In der heutigen Welt, in der fast alle globalen Führer in den letzten fünf Jahren ein Abkommen zur "schrittweisen Verringerung" der Kohlenverbrennung zum Schutz der Umwelt erzielt haben, hat dieser fossile Brennstoff nun seinen Höchststand erreicht. Der Krieg im Iran hat insbesondere tiefgreifende Auswirkungen auf den globalen Kohlenmarkt und scheint diese Krise als Anreiz für Länder genutzt zu haben, um mehr von diesen umweltschädlichen Ressourcen zu verwenden.

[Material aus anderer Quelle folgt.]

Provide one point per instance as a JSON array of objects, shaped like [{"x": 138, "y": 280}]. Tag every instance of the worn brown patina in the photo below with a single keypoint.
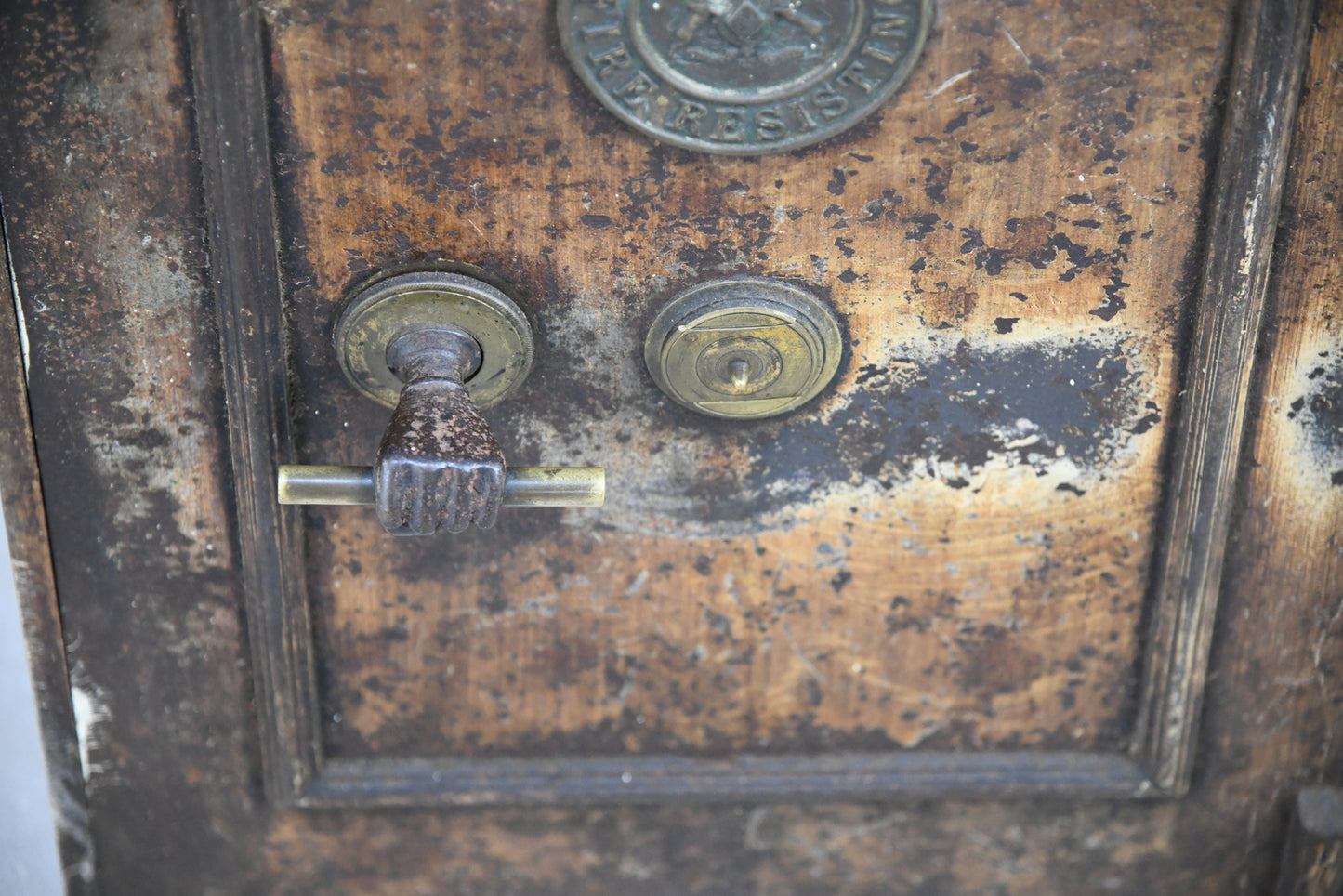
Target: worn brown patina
[
  {"x": 948, "y": 548},
  {"x": 996, "y": 268}
]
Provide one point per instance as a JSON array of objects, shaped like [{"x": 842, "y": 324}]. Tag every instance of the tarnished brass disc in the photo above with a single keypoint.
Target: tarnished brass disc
[
  {"x": 743, "y": 349},
  {"x": 743, "y": 77},
  {"x": 388, "y": 308}
]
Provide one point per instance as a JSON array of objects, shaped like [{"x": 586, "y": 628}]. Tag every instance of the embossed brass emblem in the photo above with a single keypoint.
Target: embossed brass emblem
[
  {"x": 743, "y": 77},
  {"x": 743, "y": 349}
]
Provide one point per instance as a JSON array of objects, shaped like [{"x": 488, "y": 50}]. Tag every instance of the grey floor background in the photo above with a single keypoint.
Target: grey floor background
[{"x": 29, "y": 862}]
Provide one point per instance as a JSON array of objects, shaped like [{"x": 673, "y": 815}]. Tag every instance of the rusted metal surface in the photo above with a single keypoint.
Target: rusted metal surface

Die Auswirkungen des Krieges auf den Energiemarkt
Nach Beginn der Konflikte suchen die Länder nach Energiequellen, die zugänglicher und günstiger erscheinen. Dies hat dazu geführt, dass Kohle, als eine der alten Energiequellen, wieder ins Spiel kommt. Der Anstieg der Öl- und Erdgaspreise aufgrund von Sanktionen und politischen Instabilitäten hat dazu geführt, dass die Nutzung von Kohle zu einer attraktiven Option geworden ist.
Der Krieg im Iran hat nicht nur das Energieverbrauchsmuster in diesem Land beeinflusst, sondern auch den globalen Energiemix. Viele Länder, insbesondere in Europa und Asien, haben vorübergehend auf Kohle zurückgegriffen, um ihre Energiesicherheit gegen die Schwankungen der globalen Märkte zu schützen.
Klimatische Herausforderungen und die Zukunft
Dieser Trend wird mit Sicherheit die klimatischen Herausforderungen verschärfen. Eine verstärkte Nutzung von Kohle als Energiequelle bedeutet eine Zunahme der Verschmutzung und der Treibhausgasemissionen. Während viele Länder versuchen, die Ziele des Pariser Abkommens zu erreichen, scheint der Krieg im Iran diese Bemühungen in Frage zu stellen und in vielen Fällen zu einem Rückschritt geführt zu haben.
Am Ende bleibt die grundlegende Frage, ob die Welt an den Klimavereinbarungen festhalten kann oder ob politische und militärische Krisen uns erneut in Richtung der Nutzung fossiler Brennstoffe drängen werden? Mit der Fortsetzung dieses Trends könnten wir mit größeren klimatischen Krisen konfrontiert werden, die nicht nur die Umwelt-, sondern auch die wirtschaftliche und soziale Sicherheit bedrohen.